Monday, October 15, 2012

October 15th


Today, October 15th is National Pregnancy and Infant Loss Day. I woke up this morning with a tugging on my heart and a need to be near to the Lord. I had no idea about the day until a friend sent me something on Facebook. No doubt, that tugging was no coincidence. The Lord our God knows exactly what the heart needs and He knew that I would need some extra love today.

On my way to work I was greeted by a beautiful sunrise containing the promise of a new tomorrow. He will draw near to us, the broken hearted. And although my heart is full of anxiousness to meet my sweet daughter there is, and always will be a longing to hold our first born again. Baby H is forever in our hearts. He came and left way too soon. Some days the only thing that I find comfort in, is knowing that one day will be reunited with him in Heaven. And what a glorious day that will be.
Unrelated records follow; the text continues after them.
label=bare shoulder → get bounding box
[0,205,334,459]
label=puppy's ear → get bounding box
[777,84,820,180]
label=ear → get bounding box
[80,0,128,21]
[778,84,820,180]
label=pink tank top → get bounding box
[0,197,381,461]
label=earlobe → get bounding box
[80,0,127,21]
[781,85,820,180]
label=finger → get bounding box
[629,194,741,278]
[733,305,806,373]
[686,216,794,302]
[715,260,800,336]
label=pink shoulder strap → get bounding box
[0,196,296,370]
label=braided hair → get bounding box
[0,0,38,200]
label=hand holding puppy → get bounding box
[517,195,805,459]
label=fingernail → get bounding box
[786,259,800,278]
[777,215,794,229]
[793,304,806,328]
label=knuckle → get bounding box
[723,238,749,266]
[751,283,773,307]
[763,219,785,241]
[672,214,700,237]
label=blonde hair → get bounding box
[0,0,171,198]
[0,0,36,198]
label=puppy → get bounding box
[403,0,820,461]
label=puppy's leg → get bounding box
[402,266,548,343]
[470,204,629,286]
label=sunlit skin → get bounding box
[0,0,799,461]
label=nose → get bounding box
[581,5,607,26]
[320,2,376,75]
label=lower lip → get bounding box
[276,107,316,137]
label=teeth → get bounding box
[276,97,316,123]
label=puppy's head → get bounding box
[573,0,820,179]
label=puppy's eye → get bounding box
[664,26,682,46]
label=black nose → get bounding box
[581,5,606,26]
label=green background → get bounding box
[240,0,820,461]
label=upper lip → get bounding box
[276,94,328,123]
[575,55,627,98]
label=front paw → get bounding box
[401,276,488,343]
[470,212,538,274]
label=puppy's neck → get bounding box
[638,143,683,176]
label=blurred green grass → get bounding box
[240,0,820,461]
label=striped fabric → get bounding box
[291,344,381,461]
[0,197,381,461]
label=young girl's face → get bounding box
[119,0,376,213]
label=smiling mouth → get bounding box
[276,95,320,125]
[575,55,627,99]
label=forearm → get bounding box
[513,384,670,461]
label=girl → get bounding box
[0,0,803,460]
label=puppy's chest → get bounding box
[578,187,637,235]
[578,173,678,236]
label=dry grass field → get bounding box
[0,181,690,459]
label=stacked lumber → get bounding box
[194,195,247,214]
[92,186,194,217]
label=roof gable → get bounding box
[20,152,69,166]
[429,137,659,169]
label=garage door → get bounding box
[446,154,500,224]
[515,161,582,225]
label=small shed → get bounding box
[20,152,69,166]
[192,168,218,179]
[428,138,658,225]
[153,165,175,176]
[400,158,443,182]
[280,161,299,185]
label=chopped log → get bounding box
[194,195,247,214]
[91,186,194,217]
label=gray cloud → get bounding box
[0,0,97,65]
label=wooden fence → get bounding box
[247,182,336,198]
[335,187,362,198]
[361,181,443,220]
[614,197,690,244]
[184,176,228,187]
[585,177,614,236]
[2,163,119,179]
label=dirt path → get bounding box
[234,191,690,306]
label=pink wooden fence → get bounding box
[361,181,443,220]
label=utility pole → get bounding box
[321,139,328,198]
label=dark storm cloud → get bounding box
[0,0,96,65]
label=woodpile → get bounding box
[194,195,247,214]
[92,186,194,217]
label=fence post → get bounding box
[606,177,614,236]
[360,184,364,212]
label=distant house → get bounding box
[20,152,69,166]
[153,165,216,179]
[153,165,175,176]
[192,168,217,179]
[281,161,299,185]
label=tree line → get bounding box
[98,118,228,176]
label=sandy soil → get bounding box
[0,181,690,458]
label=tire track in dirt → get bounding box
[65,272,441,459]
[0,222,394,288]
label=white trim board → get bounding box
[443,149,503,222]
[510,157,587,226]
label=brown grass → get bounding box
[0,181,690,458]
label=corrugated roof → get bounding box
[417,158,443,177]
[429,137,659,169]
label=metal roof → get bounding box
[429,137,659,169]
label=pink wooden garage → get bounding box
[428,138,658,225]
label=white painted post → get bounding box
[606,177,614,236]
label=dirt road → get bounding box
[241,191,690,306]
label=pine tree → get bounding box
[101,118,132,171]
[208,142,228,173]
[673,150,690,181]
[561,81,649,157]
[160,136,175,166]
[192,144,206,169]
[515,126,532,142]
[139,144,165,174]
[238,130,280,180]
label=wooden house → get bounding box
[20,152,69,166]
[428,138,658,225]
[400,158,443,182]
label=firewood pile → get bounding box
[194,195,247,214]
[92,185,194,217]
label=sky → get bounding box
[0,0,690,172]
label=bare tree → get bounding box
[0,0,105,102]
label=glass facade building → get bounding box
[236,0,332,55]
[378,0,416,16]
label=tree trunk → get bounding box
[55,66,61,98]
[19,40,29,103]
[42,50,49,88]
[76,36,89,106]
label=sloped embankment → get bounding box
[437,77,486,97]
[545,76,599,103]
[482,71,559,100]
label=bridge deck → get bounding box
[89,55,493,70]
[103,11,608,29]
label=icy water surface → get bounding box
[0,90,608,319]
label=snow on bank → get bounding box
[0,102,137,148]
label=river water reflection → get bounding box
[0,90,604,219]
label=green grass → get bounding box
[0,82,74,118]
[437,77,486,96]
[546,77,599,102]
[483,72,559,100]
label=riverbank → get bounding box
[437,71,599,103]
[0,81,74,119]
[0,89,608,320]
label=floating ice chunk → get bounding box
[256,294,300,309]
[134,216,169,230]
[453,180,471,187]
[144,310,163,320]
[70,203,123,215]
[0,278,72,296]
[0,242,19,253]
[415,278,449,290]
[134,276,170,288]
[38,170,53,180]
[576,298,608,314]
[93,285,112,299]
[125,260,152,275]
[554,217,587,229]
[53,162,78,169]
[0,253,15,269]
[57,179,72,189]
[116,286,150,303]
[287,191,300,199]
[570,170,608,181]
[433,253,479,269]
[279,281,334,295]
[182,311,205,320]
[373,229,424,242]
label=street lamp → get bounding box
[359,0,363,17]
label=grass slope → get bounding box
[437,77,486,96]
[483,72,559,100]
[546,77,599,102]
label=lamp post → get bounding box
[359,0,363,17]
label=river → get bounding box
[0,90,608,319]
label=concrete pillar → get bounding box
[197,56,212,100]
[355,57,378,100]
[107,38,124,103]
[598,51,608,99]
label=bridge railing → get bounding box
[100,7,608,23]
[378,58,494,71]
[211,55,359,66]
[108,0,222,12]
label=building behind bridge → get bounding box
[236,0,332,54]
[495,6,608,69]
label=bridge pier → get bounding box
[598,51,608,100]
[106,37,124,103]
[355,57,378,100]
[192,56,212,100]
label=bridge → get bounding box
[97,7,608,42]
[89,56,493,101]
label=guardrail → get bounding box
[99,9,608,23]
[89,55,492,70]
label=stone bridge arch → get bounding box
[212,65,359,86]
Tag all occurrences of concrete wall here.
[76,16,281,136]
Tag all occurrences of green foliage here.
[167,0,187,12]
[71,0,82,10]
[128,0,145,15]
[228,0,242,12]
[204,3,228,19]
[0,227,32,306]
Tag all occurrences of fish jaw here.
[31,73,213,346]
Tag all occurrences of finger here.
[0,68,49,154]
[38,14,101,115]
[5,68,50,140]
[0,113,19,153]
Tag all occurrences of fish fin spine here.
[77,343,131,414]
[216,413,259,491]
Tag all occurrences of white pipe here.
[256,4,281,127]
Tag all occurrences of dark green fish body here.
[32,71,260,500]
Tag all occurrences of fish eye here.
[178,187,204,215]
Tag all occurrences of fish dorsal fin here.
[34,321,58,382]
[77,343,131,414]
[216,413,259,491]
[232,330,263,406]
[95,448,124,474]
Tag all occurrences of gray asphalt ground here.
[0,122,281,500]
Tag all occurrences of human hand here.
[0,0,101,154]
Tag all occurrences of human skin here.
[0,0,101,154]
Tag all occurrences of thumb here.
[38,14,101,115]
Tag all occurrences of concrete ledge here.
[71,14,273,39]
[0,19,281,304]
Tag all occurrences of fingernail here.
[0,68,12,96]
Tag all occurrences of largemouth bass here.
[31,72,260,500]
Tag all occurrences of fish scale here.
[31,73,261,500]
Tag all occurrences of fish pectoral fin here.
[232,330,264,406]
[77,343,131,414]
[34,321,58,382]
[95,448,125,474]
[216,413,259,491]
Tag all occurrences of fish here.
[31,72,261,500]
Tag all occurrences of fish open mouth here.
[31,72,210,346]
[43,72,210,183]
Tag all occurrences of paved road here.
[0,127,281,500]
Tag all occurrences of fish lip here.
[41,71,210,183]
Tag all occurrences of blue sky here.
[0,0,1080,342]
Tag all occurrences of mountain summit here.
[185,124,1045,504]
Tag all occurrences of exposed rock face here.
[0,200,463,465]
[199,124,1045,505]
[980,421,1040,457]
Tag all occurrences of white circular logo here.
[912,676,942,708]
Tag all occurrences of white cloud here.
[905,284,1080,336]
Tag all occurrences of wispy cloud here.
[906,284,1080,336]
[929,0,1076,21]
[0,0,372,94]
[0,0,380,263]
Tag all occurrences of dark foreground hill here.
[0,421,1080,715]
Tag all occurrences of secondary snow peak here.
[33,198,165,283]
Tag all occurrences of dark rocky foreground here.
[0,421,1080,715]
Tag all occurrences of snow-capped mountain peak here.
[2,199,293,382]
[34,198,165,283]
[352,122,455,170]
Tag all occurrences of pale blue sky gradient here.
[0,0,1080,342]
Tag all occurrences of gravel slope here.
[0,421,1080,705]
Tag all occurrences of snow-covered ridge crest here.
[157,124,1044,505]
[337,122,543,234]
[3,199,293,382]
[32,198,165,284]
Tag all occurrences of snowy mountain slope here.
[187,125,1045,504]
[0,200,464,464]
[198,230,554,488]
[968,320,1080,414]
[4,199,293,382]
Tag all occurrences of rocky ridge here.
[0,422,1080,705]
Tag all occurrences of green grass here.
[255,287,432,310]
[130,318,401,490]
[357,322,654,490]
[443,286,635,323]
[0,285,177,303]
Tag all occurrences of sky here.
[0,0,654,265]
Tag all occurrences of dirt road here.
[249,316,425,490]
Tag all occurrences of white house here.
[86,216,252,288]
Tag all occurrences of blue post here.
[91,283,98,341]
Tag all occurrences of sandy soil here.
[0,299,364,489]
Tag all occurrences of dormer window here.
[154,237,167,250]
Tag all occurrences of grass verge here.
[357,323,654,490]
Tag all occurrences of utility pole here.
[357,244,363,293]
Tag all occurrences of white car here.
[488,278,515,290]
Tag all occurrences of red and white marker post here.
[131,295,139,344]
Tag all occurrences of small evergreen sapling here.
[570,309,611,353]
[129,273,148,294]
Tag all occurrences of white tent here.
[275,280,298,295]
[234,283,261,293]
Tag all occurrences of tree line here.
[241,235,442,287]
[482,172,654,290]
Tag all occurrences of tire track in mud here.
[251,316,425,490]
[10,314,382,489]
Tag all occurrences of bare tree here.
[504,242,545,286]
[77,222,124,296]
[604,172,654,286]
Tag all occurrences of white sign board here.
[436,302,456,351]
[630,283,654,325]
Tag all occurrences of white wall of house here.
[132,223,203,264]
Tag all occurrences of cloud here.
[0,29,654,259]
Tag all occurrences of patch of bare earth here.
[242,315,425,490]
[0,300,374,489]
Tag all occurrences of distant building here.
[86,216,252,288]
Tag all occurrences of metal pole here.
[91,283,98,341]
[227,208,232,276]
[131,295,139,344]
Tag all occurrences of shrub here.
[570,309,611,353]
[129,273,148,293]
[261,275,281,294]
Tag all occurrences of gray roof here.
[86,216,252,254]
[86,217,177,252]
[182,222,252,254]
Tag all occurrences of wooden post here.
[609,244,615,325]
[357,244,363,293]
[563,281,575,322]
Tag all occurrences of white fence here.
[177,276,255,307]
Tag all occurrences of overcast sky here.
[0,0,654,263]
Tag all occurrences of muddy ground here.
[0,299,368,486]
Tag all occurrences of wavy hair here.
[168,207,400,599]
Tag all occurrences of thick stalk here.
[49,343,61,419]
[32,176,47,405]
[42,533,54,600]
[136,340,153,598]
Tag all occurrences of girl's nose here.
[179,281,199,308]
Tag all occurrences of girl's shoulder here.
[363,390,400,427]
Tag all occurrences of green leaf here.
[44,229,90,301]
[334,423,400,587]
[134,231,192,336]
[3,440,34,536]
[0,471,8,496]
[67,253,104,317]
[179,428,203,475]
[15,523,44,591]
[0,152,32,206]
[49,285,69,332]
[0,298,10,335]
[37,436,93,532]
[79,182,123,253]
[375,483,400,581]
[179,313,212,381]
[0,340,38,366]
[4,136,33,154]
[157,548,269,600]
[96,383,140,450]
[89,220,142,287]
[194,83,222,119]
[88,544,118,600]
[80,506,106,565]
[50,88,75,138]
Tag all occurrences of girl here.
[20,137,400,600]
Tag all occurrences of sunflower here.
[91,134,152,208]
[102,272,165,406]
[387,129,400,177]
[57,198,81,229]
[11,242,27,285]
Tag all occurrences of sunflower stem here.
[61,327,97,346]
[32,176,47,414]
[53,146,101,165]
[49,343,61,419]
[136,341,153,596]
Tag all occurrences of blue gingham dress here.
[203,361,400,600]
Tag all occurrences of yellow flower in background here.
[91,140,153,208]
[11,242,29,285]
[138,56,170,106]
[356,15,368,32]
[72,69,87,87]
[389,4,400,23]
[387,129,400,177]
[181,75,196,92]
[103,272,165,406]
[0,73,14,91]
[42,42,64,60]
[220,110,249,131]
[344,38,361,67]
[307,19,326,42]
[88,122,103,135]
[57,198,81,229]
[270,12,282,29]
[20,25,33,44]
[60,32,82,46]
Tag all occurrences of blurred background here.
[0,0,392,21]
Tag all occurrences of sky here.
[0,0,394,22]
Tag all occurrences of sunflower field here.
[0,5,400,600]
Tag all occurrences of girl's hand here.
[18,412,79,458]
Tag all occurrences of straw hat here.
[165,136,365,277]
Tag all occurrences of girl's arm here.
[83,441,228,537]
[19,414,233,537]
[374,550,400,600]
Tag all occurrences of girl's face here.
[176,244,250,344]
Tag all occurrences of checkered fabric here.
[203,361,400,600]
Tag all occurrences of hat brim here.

Yes, I am member of a club that I would wish the membership on no one. Its a special bond between woman, where they just know. They know the heart ache, the tear filled nights and sometimes days. I am proud to stand with many brave woman and share in their healing. I am grateful for God's mercy and His knowing that I would need other woman to suffer alongside. Hopeful Hearts, a grief group has been exactly what I needed and led me to a Homegroup where 3 other woman went through similar situations. God is sovereign.

So today I stand, holding hands with other grieving mothers and we long for our babies. But one day there will be no more tears and we will see those faces again. I am thankful for that promise. Yes, God is good.